Yes, keep the stories coming

To answer a few questions–

Yes, I will still be reading and thinking and using comments throughout the writing of the book, so still leave your stories! Women will be joining the fictional pregnancy loss group throughout the novel, and they will all need a history of some sort.

I have outlined the first five chapters or so and developed seven characters.

Yes, I will be putting scenes from the book here on the blog throughout November. The first bit will go up around 3 a.m. November 1! I can safely put up the entire first chapter and quite a few other scenes without harming my chances of publishing it later.

And no, I will not be looking for an agent until I am close to done. I have to make sure I know where the story is going for sure before I can write an accurate synopsis for a query letter. That is my plan for January. I should have the book at least half written by Dec. 1, then I will work on it more slowly in December and January, then seek representation for it. It will be important to keep the blog stats high, though, to show support for the book and a market for the initial print run. That’s where you guys help!

Can you believe that I’ve had 36,000 words posted here in the comments? I have compiled each and every one in a Word file for my reference. That’s incredible!

I love you ladies. I really truly do.

8 thoughts on “Yes, keep the stories coming

  1. Due to some personal situations I have been away from the boards recently and just got a chance today to check in on the blog. I am sure this must be an extremely difficult process and there will be lots of tears along the way, but I think it will be a wonderful healing process for you, for us and anyone who gets to read the book. I can’t wait to read the first chapter.
    Thanks for doing this Deanna!

  2. Here is some more scenes for you to consider that have happened to other women I have met (not from the boards). At our church there is a large prairie garden on a hillside slope. I was told that it was created when a couple lost a set of twin baby girls at 20 weeks as a memorial garden. That couple went on to lose another baby also in second trimester. Now that memorial garden is used by all families who have lost a baby to miscarriage or in infancy. There is a list of names in the church entryway that faces the garden with all of their names. I haven’t mustered the courage to ask to have my baby’s name added.

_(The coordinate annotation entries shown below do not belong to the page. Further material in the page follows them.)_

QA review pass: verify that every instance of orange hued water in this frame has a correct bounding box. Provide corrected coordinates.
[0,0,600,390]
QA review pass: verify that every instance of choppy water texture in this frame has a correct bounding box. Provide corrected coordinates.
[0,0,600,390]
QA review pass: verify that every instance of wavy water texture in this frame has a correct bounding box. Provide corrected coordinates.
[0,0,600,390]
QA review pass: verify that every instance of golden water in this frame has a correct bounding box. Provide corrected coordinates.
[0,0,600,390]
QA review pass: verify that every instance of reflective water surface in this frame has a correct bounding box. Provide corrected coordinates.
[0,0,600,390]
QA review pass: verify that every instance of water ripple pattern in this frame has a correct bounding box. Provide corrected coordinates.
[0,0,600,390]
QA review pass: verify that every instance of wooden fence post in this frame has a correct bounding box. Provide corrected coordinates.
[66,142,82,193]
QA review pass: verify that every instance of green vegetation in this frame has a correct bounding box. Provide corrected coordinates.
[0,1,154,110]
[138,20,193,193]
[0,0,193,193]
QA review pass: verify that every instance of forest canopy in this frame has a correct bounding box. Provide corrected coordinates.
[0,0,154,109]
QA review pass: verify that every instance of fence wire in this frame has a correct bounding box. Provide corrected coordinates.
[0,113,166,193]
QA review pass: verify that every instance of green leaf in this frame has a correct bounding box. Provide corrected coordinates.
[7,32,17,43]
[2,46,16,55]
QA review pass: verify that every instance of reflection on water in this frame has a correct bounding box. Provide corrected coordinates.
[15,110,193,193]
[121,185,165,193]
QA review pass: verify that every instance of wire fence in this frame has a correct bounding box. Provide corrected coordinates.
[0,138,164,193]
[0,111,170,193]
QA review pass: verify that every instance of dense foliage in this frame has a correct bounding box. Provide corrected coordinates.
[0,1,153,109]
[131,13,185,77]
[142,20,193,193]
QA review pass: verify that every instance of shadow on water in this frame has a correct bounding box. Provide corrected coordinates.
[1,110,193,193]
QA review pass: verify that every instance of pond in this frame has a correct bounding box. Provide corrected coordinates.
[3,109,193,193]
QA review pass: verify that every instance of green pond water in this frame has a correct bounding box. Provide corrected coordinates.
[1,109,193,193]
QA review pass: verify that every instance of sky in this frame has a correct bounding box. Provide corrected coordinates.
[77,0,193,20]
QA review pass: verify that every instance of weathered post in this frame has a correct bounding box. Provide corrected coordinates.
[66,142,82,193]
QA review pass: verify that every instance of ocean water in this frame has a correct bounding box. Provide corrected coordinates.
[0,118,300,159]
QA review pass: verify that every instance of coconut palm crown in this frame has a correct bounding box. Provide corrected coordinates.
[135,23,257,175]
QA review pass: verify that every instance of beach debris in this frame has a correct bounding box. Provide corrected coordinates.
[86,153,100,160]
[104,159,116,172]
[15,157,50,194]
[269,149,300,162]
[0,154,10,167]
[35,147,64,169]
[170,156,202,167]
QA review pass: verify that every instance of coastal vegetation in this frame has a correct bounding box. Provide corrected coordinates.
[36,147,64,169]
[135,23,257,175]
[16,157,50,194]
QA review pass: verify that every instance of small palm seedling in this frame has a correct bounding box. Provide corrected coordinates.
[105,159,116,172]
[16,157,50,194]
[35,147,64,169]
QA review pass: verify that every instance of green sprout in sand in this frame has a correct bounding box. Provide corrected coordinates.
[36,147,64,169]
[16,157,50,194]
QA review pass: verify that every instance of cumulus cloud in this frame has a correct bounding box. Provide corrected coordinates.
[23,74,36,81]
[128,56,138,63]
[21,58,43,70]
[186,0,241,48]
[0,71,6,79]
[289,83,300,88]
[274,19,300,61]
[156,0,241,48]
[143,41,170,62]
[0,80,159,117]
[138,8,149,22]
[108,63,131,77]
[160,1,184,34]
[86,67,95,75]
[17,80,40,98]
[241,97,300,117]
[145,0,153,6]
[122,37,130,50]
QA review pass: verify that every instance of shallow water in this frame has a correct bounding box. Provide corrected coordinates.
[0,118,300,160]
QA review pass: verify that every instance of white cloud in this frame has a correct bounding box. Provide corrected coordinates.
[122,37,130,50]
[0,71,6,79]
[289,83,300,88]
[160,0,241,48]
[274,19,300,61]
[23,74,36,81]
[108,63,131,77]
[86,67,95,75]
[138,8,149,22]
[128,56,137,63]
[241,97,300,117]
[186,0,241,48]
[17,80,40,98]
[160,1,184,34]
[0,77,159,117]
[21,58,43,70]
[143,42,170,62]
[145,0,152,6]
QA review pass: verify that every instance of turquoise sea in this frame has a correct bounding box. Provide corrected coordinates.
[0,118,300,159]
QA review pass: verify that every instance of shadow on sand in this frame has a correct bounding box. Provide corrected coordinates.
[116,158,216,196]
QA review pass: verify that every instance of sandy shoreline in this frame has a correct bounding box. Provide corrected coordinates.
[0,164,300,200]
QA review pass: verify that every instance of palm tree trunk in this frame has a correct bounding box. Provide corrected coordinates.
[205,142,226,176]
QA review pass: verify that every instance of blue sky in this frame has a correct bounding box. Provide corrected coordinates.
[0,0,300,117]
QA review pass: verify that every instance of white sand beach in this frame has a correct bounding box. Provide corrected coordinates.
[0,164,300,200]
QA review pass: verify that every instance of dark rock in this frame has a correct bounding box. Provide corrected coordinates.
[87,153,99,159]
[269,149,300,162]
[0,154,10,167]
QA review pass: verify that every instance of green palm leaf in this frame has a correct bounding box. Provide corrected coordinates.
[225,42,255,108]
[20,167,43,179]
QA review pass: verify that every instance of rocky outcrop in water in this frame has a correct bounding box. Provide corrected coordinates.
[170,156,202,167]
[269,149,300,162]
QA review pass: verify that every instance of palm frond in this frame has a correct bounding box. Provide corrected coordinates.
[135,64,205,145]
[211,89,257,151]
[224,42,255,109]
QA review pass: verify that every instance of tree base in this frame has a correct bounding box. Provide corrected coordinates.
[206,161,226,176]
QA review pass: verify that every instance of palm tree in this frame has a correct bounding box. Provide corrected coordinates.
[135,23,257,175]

    There is another family who attend my church who lost a baby at birth. At the women’s retreat this year, I heard her tell her story of how when they burned the garden (as you are supposed to do with prairies to reseed them), she spread the ashes of her stillborn son and her then 6 year old daughter said, “Mom, it is pretty.” I was of course sobbing, but it also reminded me of how fire was a critical part of my healing and final goodbye to my baby.

  3. I’m not sure if this is the place to do this, but in terms of stories, if you need some humor, I have a bit to add. Having been told I would need a D&C, my dr. prescribed a pill for me to take the morning of the procedure to promote dilation (I think). Obviously I assumed I would be swallowing the pill. So when I got the bottle and realized I had to insert it vaginally, I was floored. It was a pill!! But it gets better, the directions read as follows: “Insert 2 tablets per vagina at 6 a.m. tomorrow morning.” Per vagina? How many do I have? Do they know something I don’t? I got so hystertical (Laughing) I showed my husband and my mother in law. It brought some much needed comic relief, I laughed for the next 2 hours. Moroever, I brought the bottle with me to show the nurses in the hospital as I was being wheeled in for the procedure. Everybody got a kick out of it…and I still have the bottle to give myself a chuckle when I feel down.

  4. Deanna,

    I am so very glad you are writing this book. It is an insight to what it feels like to a mother that m/c’s. Even the people we are closest to, especially are dh’s, do not fully understand how it feels for us, having that baby grow inside of us, and then he/she being gone so quickly. I will be buying this book as soon as it comes out for my dh, as the best he can say right now after the loss of our twins in a matter of 11 days is: It is hard for me to feel like grieving, when I barely knew they were there. Where as all I can do is grieve right now. I hope that by him reading this, he will understand how a mom feels versus a dad, and hopefully open the lines of communication between us better. Maybe afterwards you should write a book on how fathers grieve, so that women might understand how it is they seem so indifferent to the loss, or show us how they grieve privately. Anyways Thank You again for this wonderful, resourceful book.